Exports rose 5.5 per cent last month year on year, largely in line with market expectations, but the rate was down from July’s 7.2 per cent growth, according to data released by the General Administration of Customs on Friday.
Imports surged 13.3 per cent last month, narrowing the trade surplus to US$42 billion from July’s US$47 billion.
Industrial Bank said the softening in export growth despite better economic conditions in developed countries suggested the yuan’s appreciation was starting to have an impact.
The lender also said the rise in the volume and prices of imports could signal firms were bringing production forward to offset environmental curbs in winter.
It said a stronger Chinese currency and rising trade protectionism could put further pressure on exports, with a brake on imports also expected in coming months.
Shipments to the United States rose 8.4 per cent last month, slightly down from the 8.5 per cent increase in July, according the customs data.

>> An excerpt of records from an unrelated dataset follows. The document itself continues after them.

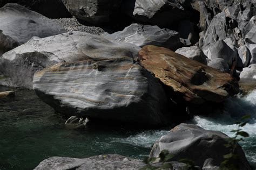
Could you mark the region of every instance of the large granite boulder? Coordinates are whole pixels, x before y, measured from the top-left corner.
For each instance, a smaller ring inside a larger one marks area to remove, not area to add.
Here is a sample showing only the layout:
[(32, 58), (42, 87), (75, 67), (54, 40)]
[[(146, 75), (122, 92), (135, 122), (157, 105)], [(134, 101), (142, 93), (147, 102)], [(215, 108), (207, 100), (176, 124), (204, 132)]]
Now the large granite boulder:
[(136, 20), (160, 27), (168, 27), (187, 17), (183, 6), (173, 1), (132, 0), (124, 3), (126, 13)]
[(223, 72), (230, 72), (230, 66), (227, 64), (227, 61), (226, 61), (223, 59), (213, 59), (213, 60), (211, 60), (209, 63), (208, 63), (208, 66), (218, 69)]
[(0, 8), (7, 3), (17, 3), (50, 18), (71, 16), (62, 0), (1, 0)]
[(33, 37), (0, 58), (0, 72), (6, 76), (0, 80), (0, 84), (32, 89), (35, 72), (57, 63), (90, 58), (132, 58), (140, 49), (131, 44), (81, 32)]
[(58, 63), (36, 72), (33, 87), (43, 101), (69, 117), (139, 125), (168, 123), (160, 82), (130, 57)]
[[(223, 155), (230, 153), (230, 149), (225, 146), (228, 138), (220, 131), (181, 123), (154, 143), (150, 157), (157, 157), (166, 150), (173, 155), (171, 161), (185, 158), (203, 169), (217, 170), (224, 161)], [(238, 157), (233, 163), (239, 169), (251, 169), (241, 146), (237, 145), (234, 154)]]
[(0, 55), (28, 41), (65, 32), (51, 19), (17, 4), (0, 8)]
[(164, 84), (193, 103), (219, 102), (238, 93), (238, 82), (228, 74), (165, 48), (144, 46), (138, 60)]
[(238, 48), (238, 56), (237, 67), (240, 68), (247, 67), (251, 60), (251, 54), (246, 46)]
[(89, 23), (107, 23), (114, 12), (120, 7), (119, 0), (62, 0), (70, 13)]
[(197, 46), (182, 47), (176, 50), (175, 52), (207, 65), (206, 56)]
[(231, 67), (234, 62), (237, 61), (237, 50), (228, 46), (223, 40), (218, 40), (212, 43), (207, 49), (204, 49), (204, 53), (211, 60), (220, 58), (227, 62)]
[[(172, 169), (186, 169), (186, 165), (179, 162), (169, 162)], [(51, 157), (43, 160), (34, 169), (139, 169), (146, 165), (141, 160), (117, 154), (100, 155), (85, 159)], [(152, 165), (160, 167), (162, 164)]]
[(241, 79), (256, 80), (256, 64), (250, 65), (248, 67), (242, 69), (240, 74)]
[(139, 47), (153, 45), (175, 50), (180, 46), (179, 33), (158, 26), (132, 24), (124, 30), (104, 37), (119, 42), (133, 44)]
[(250, 63), (256, 63), (256, 25), (245, 36), (245, 45), (251, 53)]

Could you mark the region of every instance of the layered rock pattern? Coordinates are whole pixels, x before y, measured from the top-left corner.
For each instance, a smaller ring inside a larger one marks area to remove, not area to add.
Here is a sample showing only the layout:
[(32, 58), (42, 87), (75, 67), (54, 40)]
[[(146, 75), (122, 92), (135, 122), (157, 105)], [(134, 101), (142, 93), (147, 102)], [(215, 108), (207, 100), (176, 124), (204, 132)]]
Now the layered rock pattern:
[(107, 34), (105, 38), (119, 42), (133, 44), (139, 47), (153, 45), (175, 50), (180, 46), (179, 33), (157, 26), (132, 24), (124, 30)]
[(65, 32), (41, 14), (17, 4), (7, 4), (0, 9), (0, 55), (33, 36), (44, 38)]
[(146, 46), (139, 52), (138, 60), (188, 102), (219, 102), (238, 93), (238, 84), (229, 74), (165, 48)]
[(140, 48), (80, 32), (44, 38), (33, 37), (0, 58), (0, 72), (7, 77), (0, 84), (31, 89), (35, 72), (58, 62), (90, 58), (137, 56)]
[(161, 86), (131, 58), (57, 64), (35, 74), (33, 89), (68, 117), (140, 125), (167, 122)]
[[(216, 131), (205, 130), (192, 124), (181, 123), (156, 141), (150, 154), (157, 157), (163, 150), (167, 150), (172, 161), (187, 159), (203, 169), (218, 169), (223, 155), (230, 152), (225, 145), (229, 137)], [(239, 169), (251, 169), (240, 145), (234, 151), (238, 155), (234, 164)]]

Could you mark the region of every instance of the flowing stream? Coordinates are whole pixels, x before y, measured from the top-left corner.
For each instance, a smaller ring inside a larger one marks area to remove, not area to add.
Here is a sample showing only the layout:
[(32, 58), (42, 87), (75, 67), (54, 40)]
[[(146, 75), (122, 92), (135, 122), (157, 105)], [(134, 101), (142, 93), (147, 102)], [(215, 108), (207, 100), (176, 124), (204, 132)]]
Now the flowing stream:
[[(14, 100), (0, 101), (0, 169), (31, 169), (49, 157), (85, 158), (119, 154), (143, 159), (154, 142), (169, 129), (127, 130), (99, 127), (85, 130), (65, 128), (65, 120), (42, 102), (35, 92), (0, 86), (0, 91), (13, 90)], [(188, 123), (230, 136), (234, 122), (250, 114), (243, 128), (250, 136), (240, 143), (250, 163), (256, 165), (256, 90), (243, 97), (230, 98), (218, 116), (196, 116)], [(255, 166), (256, 167), (256, 166)]]

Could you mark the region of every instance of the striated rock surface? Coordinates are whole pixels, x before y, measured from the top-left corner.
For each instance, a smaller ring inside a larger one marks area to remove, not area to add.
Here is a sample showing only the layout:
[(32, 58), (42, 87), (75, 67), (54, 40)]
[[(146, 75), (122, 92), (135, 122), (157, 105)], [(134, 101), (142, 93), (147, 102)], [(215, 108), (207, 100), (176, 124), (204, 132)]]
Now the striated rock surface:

Nevertheless, China’s trade surplus with the US reached US$26.2 billion last month, the highest for the year and potentially adding to bilateral tensions.
US President Donald Trump has accused China of abusing the trade surplus to steal jobs from the US. Last month, Trump gave the go-ahead for an investigation into trade with China, a move that could result in punitive tariffs on China’s exports to the US.
Louis Kuijs, head of Asia economics at Oxford Economics, said: “Downside risks to exports remain, in particular in the area of US-China trade relations.”
Kuijs said the easing in overall export growth in August pointed to a softening of global demand momentum, with shipments to emerging Asia and the US more than offset by slower growth in exports to the European Union and Japan.
“Meanwhile, goods imports growth rose, suggesting that China’s domestic demand may be more resilient than expected,” he said.
China International Capital Corporation said the yuan appreciated 5.5 per cent against the US dollar in early September from the end of May, which might help rebalance China-US trade.
CICC said external demand was on the rise but the threat of a trade confrontation between Beijing and Washington, and the rising geopolitical tension from North Korea’s nuclear weapons test might add to uncertainties for global trade.
China Merchants Securities said Hurricane Harvey, which has battered parts of the United States, could affect external demand over the short run.